La compagnie affirme que le Domaine-de-l'Estérel a été détruit de façon «accidentelle» et «involontaire» la semaine dernière. 
Photo: Gilles Boucher La compagnie affirme que le Domaine-de-l'Estérel a été détruit de façon «accidentelle» et «involontaire» la semaine dernière. 

La compagnie Olymbec affirme que le Domaine-de-l’Estérel, un joyau patrimonial protégé en vertu de la loi québécoise, a été détruit de façon « accidentelle » et « involontaire » la semaine dernière.

Dans un communiqué, ce géant de l’immobilier rejette la responsabilité sur l’entrepreneur chargé des travaux de démolition de la partie arrière, laquelle n’était pas protégée.

« Nous envisageons des procédures juridiques à l’encontre de cet entrepreneur », affirme Richard Stern, le président d’Olymbec, par l’entremise de la firme de relations publiques National. La firme-conseil indique que son client se trouvait en Asie et qu’il ne souhaite pas en dire davantage. National indique que son client est rentré à Montréal mardi.

Une possible reconstruction

 

Le Devoir a appris que c’est la firme NZO Construction, propriété de Vince Riccio, qui a réalisé les travaux de démolition pour le compte d’Olymbec.

Le président d’Olymbec indique, dans son communiqué, vouloir faire « tout ce qui est possible pour réparer au mieux ce qui apparaît irréparable ». Il n’exclut pas « la reconstruction du bâtiment patrimonial », dont il ne reste plus un seul élément debout, mais dans le cadre de son « futur projet de redéveloppement ».

Devant les craintes de poussières gorgées de fibres d’amiante, le magnat de l’immobilier parle plutôt de « présence potentielle ».

Gilles Boucher, le maire de la municipalité de Sainte-Marguerite-du-Lac-Masson, s’étouffe devant cette affirmation.

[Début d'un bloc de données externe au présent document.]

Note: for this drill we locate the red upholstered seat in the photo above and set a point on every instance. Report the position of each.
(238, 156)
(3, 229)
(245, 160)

Il a répété au Devoir qu’Olymbec ne pouvait ignorer que le bâtiment comportait de l’amiante. « C’était dans l’historique du bâtiment. On a même des rapports qui sont en ligne sur le site de la ville ! Ce n’est pas une petite compagnie, Olymbec : ils doivent les lire les rapports ! Ils ne peuvent absolument pas feindre l’ignorance. »

Ils ont continué le samedi, après que tout le monde a dénoncé la situation. Et encore lundi de cette semaine, ils continuaient ! On a dû téléphoner au ministère pour que ça arrête.

Le maire Boucher indique au Devoir que l’entreprise, même prévenue de la catastrophe vendredi, a néanmoins continué de remuer les décombres jusqu’à ce que tout soit couché au sol.

« Ils ont continué le samedi, après que tout le monde a dénoncé la situation. Et encore lundi de cette semaine, ils continuaient ! On a dû téléphoner au ministère pour que ça arrête. C’est la CNESST qui est venue sur place pour fermer le chantier lundi. »

« Nous sommes atterrés de cet accident et entendons faire la lumière sur la chaîne d’événements et ses causes », soutiennent les promoteurs immobiliers. Le Devoir rappelait lundi que l’entreprise Olymbec s’est portée acquéreur, au lac Masson, de plusieurs lots riverains.